The algorithm introduces a concept known as "Google's Knowledge Graph". However this, in itself, is not new. It's something Google have been "quietly" working on since May 2012: "In May 2012, the Web search engine Google has introduced the so-called Knowledge Graph, a graph that understands real-world entities and their relationships to one another. It currently contains more than 500 million objects, as well as more than 3.5 billion facts about and relationships between these different objects. Soon after its announcement, people started to ask for a programmatic method to access the data in the Knowledge Graph, however, as of today, Google does not provide one." - Open Knowledge Graph. It marks a huge paradigm shift towards "things, not strings!"

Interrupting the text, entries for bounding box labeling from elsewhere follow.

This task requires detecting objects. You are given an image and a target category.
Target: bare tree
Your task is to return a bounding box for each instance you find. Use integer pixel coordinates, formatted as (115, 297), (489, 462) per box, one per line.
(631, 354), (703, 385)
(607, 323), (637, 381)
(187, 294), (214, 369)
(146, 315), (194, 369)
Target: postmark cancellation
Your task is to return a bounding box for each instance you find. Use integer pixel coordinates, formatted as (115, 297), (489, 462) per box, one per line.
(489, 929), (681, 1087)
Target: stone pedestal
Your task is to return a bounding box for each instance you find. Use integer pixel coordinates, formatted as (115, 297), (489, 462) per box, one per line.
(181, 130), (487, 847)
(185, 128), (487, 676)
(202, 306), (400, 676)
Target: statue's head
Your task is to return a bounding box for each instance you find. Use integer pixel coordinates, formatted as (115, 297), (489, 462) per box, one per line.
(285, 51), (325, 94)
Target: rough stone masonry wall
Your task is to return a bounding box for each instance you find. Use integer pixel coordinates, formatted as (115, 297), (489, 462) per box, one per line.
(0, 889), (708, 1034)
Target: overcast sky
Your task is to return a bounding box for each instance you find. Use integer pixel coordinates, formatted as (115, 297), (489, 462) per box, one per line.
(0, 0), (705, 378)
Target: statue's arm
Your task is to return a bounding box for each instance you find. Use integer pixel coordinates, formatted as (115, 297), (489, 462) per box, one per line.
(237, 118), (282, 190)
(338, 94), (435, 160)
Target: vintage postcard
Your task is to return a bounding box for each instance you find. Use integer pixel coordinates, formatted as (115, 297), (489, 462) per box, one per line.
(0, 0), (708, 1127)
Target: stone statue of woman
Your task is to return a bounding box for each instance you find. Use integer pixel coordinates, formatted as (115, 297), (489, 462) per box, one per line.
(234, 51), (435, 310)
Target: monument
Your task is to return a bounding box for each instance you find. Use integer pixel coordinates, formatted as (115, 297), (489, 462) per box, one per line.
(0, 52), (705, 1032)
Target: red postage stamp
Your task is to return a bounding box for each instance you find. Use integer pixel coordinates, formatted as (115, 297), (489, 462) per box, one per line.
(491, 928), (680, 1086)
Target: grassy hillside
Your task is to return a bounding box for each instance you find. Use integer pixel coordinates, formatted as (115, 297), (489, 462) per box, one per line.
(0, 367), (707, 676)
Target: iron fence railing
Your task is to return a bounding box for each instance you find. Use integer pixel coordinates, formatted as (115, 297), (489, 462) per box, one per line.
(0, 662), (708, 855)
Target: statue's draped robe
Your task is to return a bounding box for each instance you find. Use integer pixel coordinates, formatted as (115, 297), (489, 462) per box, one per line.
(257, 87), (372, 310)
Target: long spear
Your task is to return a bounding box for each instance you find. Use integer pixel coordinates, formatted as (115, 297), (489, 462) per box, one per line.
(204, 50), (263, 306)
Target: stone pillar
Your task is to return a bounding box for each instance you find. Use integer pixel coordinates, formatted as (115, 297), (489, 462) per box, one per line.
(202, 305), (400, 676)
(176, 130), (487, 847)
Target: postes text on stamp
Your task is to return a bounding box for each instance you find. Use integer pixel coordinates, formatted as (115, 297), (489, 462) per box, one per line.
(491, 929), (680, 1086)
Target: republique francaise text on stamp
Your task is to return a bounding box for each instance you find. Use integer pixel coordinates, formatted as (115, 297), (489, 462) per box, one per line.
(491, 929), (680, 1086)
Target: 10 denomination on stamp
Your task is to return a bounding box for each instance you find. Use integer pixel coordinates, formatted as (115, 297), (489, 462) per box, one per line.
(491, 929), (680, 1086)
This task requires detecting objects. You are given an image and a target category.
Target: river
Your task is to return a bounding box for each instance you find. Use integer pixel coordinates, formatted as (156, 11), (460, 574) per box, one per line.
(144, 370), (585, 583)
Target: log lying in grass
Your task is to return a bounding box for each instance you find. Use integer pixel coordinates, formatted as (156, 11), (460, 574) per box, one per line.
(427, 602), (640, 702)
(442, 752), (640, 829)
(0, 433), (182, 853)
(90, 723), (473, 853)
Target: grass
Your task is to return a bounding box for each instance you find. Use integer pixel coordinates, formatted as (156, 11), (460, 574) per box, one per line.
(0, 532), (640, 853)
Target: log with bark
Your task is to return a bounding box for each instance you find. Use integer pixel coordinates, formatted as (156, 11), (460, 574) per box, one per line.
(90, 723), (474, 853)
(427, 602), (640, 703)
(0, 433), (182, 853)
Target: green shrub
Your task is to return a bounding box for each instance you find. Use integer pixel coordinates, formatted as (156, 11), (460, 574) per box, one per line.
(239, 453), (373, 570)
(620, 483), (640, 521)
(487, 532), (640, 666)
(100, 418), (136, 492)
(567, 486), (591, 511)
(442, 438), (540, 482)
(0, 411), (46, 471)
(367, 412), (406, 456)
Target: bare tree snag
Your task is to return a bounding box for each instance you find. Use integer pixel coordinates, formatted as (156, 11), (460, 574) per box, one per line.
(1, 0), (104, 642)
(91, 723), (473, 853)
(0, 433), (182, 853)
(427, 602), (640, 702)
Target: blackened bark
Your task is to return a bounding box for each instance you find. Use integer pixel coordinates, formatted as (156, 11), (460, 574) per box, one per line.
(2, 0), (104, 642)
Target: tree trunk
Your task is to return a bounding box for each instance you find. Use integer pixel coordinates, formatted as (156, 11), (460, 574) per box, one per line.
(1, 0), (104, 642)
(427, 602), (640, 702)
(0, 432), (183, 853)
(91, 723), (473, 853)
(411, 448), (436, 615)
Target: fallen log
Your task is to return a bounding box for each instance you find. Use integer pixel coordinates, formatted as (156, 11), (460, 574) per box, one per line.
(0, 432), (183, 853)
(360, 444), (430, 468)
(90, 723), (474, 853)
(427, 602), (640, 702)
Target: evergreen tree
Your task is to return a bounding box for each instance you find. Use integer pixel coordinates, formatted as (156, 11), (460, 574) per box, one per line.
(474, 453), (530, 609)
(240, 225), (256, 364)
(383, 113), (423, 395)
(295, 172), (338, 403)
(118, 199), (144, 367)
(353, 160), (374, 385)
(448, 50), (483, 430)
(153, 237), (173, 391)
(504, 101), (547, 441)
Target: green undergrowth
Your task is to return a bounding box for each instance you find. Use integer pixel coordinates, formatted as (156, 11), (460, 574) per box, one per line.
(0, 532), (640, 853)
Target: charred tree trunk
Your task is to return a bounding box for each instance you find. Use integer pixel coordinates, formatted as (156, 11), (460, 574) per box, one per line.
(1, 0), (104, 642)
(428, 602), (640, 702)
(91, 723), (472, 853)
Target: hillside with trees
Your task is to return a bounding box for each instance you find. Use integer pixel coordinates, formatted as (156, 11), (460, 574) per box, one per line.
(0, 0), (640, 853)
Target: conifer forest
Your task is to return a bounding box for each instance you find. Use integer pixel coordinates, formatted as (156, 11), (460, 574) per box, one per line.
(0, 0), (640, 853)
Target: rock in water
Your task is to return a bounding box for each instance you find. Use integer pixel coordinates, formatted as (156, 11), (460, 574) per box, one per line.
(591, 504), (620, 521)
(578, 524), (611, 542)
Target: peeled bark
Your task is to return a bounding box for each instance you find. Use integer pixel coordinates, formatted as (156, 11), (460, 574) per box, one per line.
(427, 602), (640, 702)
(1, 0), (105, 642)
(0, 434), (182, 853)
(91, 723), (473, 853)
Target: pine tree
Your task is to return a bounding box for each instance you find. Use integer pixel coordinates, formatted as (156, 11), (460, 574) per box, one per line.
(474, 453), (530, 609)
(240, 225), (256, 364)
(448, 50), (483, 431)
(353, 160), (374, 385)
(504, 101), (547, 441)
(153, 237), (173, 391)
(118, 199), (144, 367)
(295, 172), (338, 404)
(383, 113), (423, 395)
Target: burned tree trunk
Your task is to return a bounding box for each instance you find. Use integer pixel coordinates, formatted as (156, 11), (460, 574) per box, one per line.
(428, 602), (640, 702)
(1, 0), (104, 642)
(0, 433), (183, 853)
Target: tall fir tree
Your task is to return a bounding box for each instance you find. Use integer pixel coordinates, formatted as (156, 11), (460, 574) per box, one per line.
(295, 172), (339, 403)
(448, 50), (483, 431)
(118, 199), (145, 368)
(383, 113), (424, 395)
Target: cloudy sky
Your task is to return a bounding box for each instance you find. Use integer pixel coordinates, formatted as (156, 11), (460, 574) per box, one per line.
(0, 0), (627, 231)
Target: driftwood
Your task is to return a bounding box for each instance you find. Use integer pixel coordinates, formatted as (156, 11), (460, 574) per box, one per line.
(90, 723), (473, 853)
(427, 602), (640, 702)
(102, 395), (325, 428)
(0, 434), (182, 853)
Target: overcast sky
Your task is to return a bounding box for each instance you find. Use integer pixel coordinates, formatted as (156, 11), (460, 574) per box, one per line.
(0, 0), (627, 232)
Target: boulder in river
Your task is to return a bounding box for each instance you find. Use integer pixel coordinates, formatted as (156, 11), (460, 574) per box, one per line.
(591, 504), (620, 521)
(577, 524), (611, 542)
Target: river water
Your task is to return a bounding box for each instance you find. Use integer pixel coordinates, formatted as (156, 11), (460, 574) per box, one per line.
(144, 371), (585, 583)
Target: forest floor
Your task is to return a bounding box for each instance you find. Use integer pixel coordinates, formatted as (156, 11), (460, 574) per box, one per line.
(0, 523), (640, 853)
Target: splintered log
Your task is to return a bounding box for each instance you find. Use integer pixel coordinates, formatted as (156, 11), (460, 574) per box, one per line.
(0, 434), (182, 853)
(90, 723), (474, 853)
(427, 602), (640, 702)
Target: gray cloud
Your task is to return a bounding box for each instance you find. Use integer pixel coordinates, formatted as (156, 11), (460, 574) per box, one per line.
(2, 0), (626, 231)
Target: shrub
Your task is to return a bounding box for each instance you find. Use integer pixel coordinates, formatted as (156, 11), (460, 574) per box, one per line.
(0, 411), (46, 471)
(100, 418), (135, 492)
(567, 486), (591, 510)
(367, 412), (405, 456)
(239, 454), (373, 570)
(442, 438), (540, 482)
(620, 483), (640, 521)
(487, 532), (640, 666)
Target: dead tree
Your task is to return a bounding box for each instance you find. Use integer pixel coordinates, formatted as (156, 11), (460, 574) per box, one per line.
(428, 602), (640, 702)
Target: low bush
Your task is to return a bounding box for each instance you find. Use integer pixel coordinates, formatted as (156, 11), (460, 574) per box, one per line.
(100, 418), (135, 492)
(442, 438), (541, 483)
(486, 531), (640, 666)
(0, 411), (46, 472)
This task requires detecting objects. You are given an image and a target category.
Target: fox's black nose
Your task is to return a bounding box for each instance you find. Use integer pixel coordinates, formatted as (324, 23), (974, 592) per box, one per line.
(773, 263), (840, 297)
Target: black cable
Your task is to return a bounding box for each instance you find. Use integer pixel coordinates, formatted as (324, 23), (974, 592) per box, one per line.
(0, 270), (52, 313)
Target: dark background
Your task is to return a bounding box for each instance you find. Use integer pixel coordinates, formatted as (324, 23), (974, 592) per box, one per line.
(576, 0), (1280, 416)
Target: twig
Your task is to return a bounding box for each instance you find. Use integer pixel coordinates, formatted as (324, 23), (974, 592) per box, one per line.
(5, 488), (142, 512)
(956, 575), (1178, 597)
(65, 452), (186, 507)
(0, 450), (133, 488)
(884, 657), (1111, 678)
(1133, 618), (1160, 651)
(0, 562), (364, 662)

Thomas Steiner, a Google Employee, working at Universitat Politècnica de Catalunya – Department LSI, Barcelona, Spain (tsteiner{at}lsi.upc.edu), and Stefan Mirea, a Google Intern, working at Computer Science, Jacobs University Bremen, Germany (s.mirea{at}jacobs-university.de) began an initiative entitled "SEKI@home, or Crowdsouring an Open Knowledge Graph" - openknowledgegraph.org to help tune the database "We suggest crowdsourcing for the described task of extracting facts from SERPs"
It strikes me, somewhat, in similarity to the Open Graph Protocol initiative, something Facebook have been actively invested in for a while. Search indexes are becoming more object orientated rather than simply string algorithms. Earlier this year Facebook introduced search to their platform. A feature that leverages a lot of their Open Graph platform/experience.
For a while the Google Knowledge Graph was accessible via. the SPARQL Protocol (The SPARQL Protocol and RDF Query Language (SPARQL) is a query language and protocol for RDF Microdata) from the openknowledgegraph.org website. However since Google's official introduction this has now been officially shutdown and can now be accessed instead via. the Freebase API
For a while Google has been slowly introducing "Rich Snippets", search results based on Microdata and RDFa.
I believe this latest algorithm change will bring into the Google mix more emphasis on RDF/Microdata structured front-end markup. However, at the end of the day contextually relevant and GOOD content will ultimately triumph SEO. Google's introduction's of newer algorithms are always an attempt to stem the tide of cacophonous content.